Nina and Phil’s story: Big love for a smallholding

16 September 2016

Frustrated by the ethos and stresses of many modern businesses, Nina and Phil wanted to do things differently. Their dream of running a sustainable, low impact smallholding began in 2007. After viewing several parcels of land, the couple identified an inspiring fifteen-acre plot in Kildwick, high above the town of Silsden in West Yorkshire.

Approaching high street lenders just didn’t feel right as Nina and Phil wanted the backing of an organisation that truly understood their guiding principles: “We looked at a few lenders, but we wanted to work with someone who was environmentally aware and didn’t simply focus on the commercials,” she explains. “The ethics felt wrong for what we wanted to do.”

On the recommendation of Nina’s sister who has an Ecology Building Society mortgage for her eco-build home, Nina and Phil approached Ecology for a loan. “My sister said they’re really good and really easy to work with,” Nina explains. Ecology bases lending decisions on the environmental and social impact of projects and focuses on supporting sustainable projects and communities.

Fast-forward a few years and Crowkeld rare breed smallholding is now turning a tidy profit. Phil and Nina, supported by Ecology, have erected a large barn and planted half a mile of hedgerows, three orchards and more than 4,000 native trees. They rent out canal boat moorings on a stretch of the Leeds to Liverpool canal that runs through the valley, rear ‘Large Black’ breed pigs and a large flock of Hebridean sheep and re-home many of the animal world’s waifs and strays, including Guinness the dog and two Kunekune pigs named Sissy and Aida.

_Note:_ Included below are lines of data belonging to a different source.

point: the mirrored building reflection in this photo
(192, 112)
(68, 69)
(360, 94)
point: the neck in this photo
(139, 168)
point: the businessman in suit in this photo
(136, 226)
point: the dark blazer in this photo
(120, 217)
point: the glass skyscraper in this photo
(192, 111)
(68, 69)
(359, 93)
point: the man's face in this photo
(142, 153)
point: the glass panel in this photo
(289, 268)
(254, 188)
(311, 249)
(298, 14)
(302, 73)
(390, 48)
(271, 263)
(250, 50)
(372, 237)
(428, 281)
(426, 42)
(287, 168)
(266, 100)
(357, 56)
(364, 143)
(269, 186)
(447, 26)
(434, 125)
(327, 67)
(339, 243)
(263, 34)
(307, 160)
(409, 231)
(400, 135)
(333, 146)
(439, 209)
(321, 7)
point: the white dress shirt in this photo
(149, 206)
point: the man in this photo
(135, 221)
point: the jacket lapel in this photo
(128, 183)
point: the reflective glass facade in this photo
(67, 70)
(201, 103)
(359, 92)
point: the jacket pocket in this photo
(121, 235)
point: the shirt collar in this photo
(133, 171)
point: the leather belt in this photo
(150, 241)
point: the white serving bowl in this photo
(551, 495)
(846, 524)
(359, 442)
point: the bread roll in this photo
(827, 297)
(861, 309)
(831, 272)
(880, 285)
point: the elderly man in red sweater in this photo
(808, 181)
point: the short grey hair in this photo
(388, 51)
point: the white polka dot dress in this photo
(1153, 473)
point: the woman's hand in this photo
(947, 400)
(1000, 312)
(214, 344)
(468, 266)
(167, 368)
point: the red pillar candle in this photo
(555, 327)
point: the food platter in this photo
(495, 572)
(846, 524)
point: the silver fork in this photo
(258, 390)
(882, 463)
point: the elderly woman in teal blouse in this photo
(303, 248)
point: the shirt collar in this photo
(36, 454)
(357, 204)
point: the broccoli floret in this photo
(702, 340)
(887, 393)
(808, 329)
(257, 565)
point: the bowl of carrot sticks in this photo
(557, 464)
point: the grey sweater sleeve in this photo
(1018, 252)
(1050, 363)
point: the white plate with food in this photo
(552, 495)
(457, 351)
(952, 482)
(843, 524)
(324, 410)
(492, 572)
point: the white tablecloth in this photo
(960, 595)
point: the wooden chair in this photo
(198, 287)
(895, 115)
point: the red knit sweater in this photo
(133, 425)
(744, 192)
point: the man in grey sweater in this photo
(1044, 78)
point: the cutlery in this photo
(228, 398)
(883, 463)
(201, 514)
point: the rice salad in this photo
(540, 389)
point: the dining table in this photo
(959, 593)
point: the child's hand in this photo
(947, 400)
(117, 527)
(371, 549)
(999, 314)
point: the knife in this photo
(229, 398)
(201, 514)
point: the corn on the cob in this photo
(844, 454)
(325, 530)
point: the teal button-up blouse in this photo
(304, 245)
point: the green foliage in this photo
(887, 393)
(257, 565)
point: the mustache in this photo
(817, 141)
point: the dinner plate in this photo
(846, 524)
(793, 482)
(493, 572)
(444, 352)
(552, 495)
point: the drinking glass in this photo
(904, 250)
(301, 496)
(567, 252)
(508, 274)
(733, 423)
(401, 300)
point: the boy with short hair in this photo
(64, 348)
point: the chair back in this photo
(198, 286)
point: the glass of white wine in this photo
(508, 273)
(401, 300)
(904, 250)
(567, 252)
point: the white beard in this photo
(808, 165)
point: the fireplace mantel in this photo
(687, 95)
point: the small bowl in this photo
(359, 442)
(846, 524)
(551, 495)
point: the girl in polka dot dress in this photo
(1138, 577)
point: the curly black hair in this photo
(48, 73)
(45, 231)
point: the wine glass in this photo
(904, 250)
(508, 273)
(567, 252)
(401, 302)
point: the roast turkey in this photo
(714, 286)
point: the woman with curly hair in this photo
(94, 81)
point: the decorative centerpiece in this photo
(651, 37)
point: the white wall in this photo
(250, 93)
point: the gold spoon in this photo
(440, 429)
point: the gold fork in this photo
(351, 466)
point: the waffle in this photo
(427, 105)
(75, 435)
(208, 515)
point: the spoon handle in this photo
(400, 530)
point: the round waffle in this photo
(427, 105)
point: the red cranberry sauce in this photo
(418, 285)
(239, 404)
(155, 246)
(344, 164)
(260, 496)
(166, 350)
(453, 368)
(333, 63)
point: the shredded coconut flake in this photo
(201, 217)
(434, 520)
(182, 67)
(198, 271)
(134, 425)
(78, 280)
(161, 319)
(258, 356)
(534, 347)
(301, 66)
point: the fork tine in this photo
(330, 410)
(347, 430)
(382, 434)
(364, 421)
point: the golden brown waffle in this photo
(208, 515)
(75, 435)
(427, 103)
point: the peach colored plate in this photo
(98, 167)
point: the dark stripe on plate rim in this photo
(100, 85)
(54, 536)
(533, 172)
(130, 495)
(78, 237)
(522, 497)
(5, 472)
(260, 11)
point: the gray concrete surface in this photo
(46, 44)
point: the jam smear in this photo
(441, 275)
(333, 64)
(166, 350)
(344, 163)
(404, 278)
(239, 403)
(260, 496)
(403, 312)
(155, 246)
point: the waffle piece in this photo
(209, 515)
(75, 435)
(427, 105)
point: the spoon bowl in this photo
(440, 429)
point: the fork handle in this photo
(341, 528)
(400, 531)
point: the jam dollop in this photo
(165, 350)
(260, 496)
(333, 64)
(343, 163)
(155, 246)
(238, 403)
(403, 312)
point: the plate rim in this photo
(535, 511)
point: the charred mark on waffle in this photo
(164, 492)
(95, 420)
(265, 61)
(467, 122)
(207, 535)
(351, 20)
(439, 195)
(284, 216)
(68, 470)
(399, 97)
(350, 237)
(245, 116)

“Ecology totally understood what we wanted to do,” says Nina. “I actually like going in to see them. It’s great to see that people practice what they preach – with the office and the structures there.” Phil adds: “We looked at Ecology because of its ethical nature. Plus it was right on the doorstep – right where the land is”.

In the coming years, Nina and Phil plan to branch out into running courses on animal husbandry and more generally on running a smallholding. In the meantime, Nina has this to offer: “You need to be fit and have a really good business plan to do something like this. Work out what you can actually afford to do, don’t overstretch yourself and allow enough time to do it. We had a five-year plan and it’s taken us about nine years to get here.

“It’s only in the last 12 months that it’s felt like it’s ours – before, it felt too good to be true,” Nina adds. “Now we’re up for a national farming award, so we must be doing something right.”